At present this system will be essentially limited to intellectual property disputes (infringement of trade marks, patents, industrial designs) which have been commenced in a civil court. The enforcement and interim measures stages of a case are not covered. No such case can proceed to trial until the claimant has requested a mediation, to be conducted by a mediator selected from a list on the website of the Ministry of Justice. The mediator then fixes a date and place for the mediation to last no more than 24 hours. Attendance is compulsory, although physical presence is not required at the mediation and parties eg those based in another country, may attend by technological means. There are fixed time limits for each stage. Failure to attend can result in a fine by the Court at the hearing on the merits.
The Law justified
What is of particular interest is that the preamble to the law sets out the legislator’s reasons for infringing the right to recourse to justice in this way. Briefly, the general interest in quicker and less expensive settlement of disputes with a consequent lightening of the burden on the judicial system outweighs the right to litigate disputes (itself guaranteed by the Greek Constitution), taking into account the limited nature of the interference. Those limitations include the ability of the parties to opt out of the mediation process at the first meeting, the short time limit, the limited costs involved, and, of course, that the judicial remedy remains if no settlement is reached.

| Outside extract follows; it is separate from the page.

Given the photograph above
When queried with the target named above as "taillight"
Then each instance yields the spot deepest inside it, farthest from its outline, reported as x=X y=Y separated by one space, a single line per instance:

Whether there should be a compulsory mediation system particularly for cases initiated in the civil courts has, of course long been a subject of debate. So far the overall consensus in the UK has been against as contrary to the principle that mediation should result from the voluntary decision of the parties and the right to legal remedy should not be infringed (see “Alternative Dispute Resolution and Civil Justice” –the Civil Justice Council’s ADR Working Group’s Interim Report October 2017, particularly Sections 5, 8 and 9). However that has not ruled out strong encouragement of mediation as a course to take both in the CPR and in judgements (developments in which I have touched on in previous blogs). Looking at the justification for the legislation in Greece, what applies to the causes of action to which compulsory mediation is there currently limited, could readily be applied to others. Perhaps Greece, not for the first time in history, is showing a way forward.
The assistance of the IPKAT email posts in writing this blog is gratefully acknowledged.